The 2015 Ford F-150 will debut with an all-new 2.7 liter EcoBoost V6 engine, and among the many features of this high-tech motor is a two-piece engine block design. That’s bound to have some people asking whether this new “Nano” V6 can endure in a way Ford truck buyers are used to.
Utilizing a single iron casting that contains all the cylinder and main bearing caps, the bottom half of the engine block is made from aluminum to shave weight. A composite oil pan seals everything up, and a ladder frame design stiffens the block and secures the bearing caps. Ford claims that the match between the upper and lower block pieces are so perfect, that Ford has run the engine for an extended period without all bearing caps bolted in. But is the saved weight worth the potential hit to durability?
It’s rather unfair of me to take a brand new engine to task without anything to go on, but I’m sure I’m not the only person to ask these questions upon hearing of this two-piece design. So far, Ford has done a great job of selling EcoBoost technology to would-be V8 truck buyers, and almost half of Ford’s pickups boast an Ecoboost engine. Ford took its engine through one torture test after another to convince buyers that it’s every bit as rugged as Ford’s V8, and the same is hopefully in store for the Nano V6, though there are plenty of other features worth considering as well.

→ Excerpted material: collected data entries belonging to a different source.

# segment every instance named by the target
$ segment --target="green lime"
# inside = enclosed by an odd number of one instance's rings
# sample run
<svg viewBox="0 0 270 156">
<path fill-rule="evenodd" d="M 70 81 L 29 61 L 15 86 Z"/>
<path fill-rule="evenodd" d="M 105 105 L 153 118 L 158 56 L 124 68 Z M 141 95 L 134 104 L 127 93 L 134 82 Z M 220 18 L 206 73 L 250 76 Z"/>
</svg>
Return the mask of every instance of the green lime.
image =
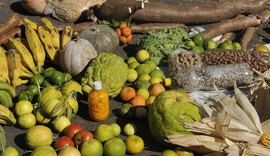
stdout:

For example, the Integrated Front Cover (IFC) further stabilizes the two-piece engine block design, and it integrates a number of important pieces, including the water pump, oil filter and cooling, and accessory drive components. Engineers also eliminated the need for a bushing on the piston-side of the connecting rod, saving weight and money, and Ford used a steel insert at the top of each piston, a neat trick used in both semi-trucks and Formula One cars to improve durability. Durability seems to be a recurring question with the 2015 F-150, due largely to its costly aluminum body.
Ford takes the longevity of its motors seriously, and they know there are a lot of skeptics that still need convincing. WIth the Blue Oval still steadfastly refusing to bring back the smaller Ranger, or offer a small diesel engine, it has to rely on its EcoBoost engines to get the job done. Is the new Nano V6 up to the task of being Ford Tough?